Graham Savin

Personal information
- Full name: Graham Paul Savin
- Born: 22 September 1964 (age 61) Oxford, Oxfordshire, England
- Batting: Left-handed
- Bowling: Left-arm medium

Domestic team information
- 1986–2002: Oxfordshire

Career statistics
| Competition | List A |
| Matches | 11 |
| Runs scored | 223 |
| Batting average | 24.77 |
| 100s/50s | –/– |
| Top score | 41 |
| Balls bowled | 618 |
| Wickets | 8 |
| Bowling average | 49.87 |
| 5 wickets in innings | – |
| 10 wickets in match | – |
| Best bowling | 3/33 |
| Catches/stumpings | 5/– |
- Source: Cricinfo, 20 May 2011

= Graham Savin =

English cricketer

Graham Paul Savin (born 22 September 1964) is a former English cricketer. Savin was a left-handed batsman who bowled left-arm medium pace. He was born in Oxford, Oxfordshire.

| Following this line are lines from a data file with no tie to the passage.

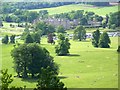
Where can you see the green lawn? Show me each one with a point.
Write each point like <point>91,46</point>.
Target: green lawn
<point>7,30</point>
<point>87,67</point>
<point>67,8</point>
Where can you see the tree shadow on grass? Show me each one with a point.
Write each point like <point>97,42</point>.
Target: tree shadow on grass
<point>30,80</point>
<point>73,55</point>
<point>34,80</point>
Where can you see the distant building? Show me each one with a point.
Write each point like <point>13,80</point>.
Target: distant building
<point>67,24</point>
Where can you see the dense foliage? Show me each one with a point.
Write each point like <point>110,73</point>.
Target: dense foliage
<point>79,33</point>
<point>13,6</point>
<point>12,39</point>
<point>104,40</point>
<point>44,28</point>
<point>30,58</point>
<point>63,46</point>
<point>118,50</point>
<point>5,39</point>
<point>6,79</point>
<point>49,81</point>
<point>60,29</point>
<point>96,37</point>
<point>114,20</point>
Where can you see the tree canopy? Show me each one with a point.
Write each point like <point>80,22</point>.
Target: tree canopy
<point>104,40</point>
<point>79,33</point>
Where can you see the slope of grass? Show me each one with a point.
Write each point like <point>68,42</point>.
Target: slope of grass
<point>67,8</point>
<point>7,30</point>
<point>87,67</point>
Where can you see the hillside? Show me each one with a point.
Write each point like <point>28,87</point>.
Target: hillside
<point>67,8</point>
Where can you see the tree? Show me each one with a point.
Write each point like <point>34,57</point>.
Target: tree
<point>25,33</point>
<point>63,46</point>
<point>5,40</point>
<point>114,19</point>
<point>104,25</point>
<point>12,39</point>
<point>6,79</point>
<point>96,37</point>
<point>83,21</point>
<point>79,33</point>
<point>60,29</point>
<point>51,29</point>
<point>32,16</point>
<point>36,37</point>
<point>118,50</point>
<point>29,39</point>
<point>50,38</point>
<point>42,26</point>
<point>49,81</point>
<point>104,40</point>
<point>30,58</point>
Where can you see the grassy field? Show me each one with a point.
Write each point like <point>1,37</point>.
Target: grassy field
<point>67,8</point>
<point>7,30</point>
<point>87,67</point>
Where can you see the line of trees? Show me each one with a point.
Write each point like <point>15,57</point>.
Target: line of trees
<point>79,33</point>
<point>46,81</point>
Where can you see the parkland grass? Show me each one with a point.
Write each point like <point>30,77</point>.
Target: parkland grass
<point>86,67</point>
<point>68,8</point>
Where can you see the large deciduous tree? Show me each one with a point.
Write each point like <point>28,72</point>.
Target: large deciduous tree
<point>60,29</point>
<point>79,33</point>
<point>6,79</point>
<point>12,39</point>
<point>63,46</point>
<point>104,40</point>
<point>29,39</point>
<point>30,58</point>
<point>96,37</point>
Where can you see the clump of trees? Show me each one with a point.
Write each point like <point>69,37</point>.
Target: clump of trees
<point>79,33</point>
<point>44,28</point>
<point>96,37</point>
<point>12,39</point>
<point>6,80</point>
<point>63,46</point>
<point>104,40</point>
<point>30,58</point>
<point>101,40</point>
<point>114,20</point>
<point>118,50</point>
<point>49,80</point>
<point>60,29</point>
<point>6,40</point>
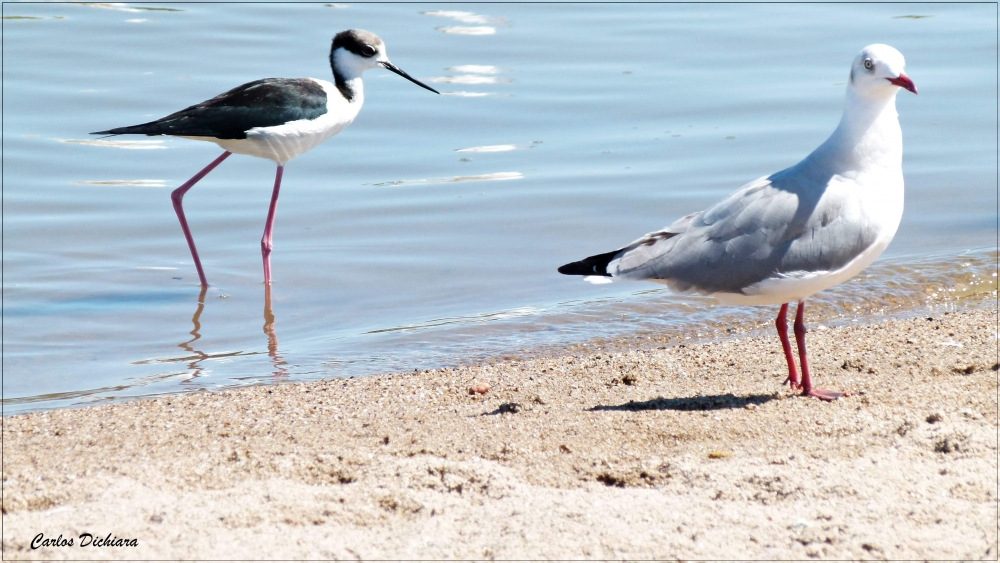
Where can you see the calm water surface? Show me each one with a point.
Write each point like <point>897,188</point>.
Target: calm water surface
<point>428,233</point>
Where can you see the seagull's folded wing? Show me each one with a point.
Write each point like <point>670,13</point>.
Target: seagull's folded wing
<point>776,226</point>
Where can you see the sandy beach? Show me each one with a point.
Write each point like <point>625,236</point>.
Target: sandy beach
<point>681,451</point>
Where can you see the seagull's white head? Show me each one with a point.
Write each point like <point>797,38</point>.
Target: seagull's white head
<point>356,50</point>
<point>877,72</point>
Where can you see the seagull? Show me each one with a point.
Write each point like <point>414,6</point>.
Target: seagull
<point>275,118</point>
<point>787,236</point>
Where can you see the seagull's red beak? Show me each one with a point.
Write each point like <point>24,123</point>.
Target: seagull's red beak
<point>904,81</point>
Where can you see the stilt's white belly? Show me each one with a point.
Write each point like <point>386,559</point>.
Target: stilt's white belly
<point>282,143</point>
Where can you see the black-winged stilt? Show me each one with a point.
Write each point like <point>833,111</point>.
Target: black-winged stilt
<point>275,118</point>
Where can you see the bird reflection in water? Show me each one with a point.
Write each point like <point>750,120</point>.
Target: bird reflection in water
<point>272,338</point>
<point>194,357</point>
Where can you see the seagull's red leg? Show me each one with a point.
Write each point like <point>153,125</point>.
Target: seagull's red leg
<point>265,241</point>
<point>786,345</point>
<point>800,340</point>
<point>178,195</point>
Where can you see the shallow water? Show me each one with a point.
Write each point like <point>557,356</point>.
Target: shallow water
<point>428,233</point>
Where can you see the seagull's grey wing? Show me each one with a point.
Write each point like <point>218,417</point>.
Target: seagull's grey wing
<point>778,226</point>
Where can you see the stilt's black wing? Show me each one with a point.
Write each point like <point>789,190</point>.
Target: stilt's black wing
<point>261,103</point>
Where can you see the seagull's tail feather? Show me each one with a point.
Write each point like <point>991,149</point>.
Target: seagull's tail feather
<point>592,266</point>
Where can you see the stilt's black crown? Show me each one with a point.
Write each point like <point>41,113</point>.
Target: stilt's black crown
<point>358,41</point>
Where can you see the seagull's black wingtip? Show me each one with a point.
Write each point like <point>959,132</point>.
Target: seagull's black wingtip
<point>593,266</point>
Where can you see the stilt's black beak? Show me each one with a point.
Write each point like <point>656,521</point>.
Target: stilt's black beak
<point>391,67</point>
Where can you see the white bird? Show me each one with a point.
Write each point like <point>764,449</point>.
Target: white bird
<point>275,118</point>
<point>789,235</point>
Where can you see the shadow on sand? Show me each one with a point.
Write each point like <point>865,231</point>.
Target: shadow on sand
<point>703,403</point>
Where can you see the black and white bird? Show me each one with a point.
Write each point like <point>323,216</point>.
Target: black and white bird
<point>275,118</point>
<point>787,236</point>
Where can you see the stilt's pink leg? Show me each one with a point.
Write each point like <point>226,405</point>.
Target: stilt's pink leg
<point>265,241</point>
<point>786,345</point>
<point>178,195</point>
<point>800,340</point>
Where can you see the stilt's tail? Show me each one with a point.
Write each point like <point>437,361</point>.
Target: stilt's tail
<point>592,266</point>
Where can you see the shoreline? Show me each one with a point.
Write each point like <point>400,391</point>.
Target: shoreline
<point>686,451</point>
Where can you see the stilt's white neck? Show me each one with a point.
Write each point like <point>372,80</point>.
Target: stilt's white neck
<point>347,70</point>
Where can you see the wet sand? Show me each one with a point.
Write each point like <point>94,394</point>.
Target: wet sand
<point>690,452</point>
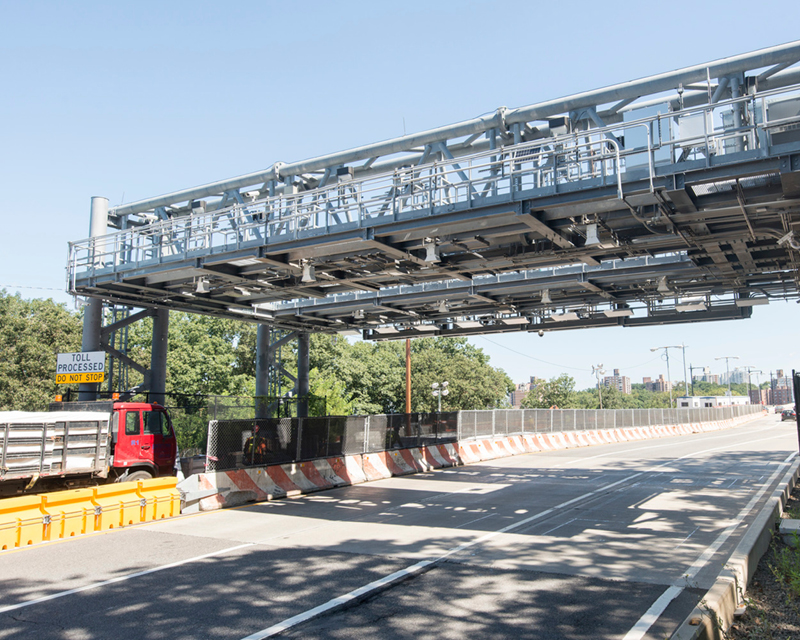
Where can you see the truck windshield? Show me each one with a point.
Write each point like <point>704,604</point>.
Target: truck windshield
<point>155,423</point>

Savin made his debut for Oxfordshire in the 1986 Minor Counties Championship against Berkshire. Savin played Minor counties cricket for Oxfordshire from 1986 to 2002, which included 99 Minor Counties Championship matches and 28 MCCA Knockout Trophy matches. He made his List A debut against Gloucestershire in the 1989 NatWest Trophy. He played 10 further List A matches, the last coming against the Lancashire Cricket Board in the 1st round of the 2003 Cheltenham & Gloucester Trophy which was held in 2002. In his 11 List A matches he scored 223 runs at a batting average of 24.77, with a high score of 41. With the ball he took 8 wickets at a bowling average of 49.87, with best figures of 3/33.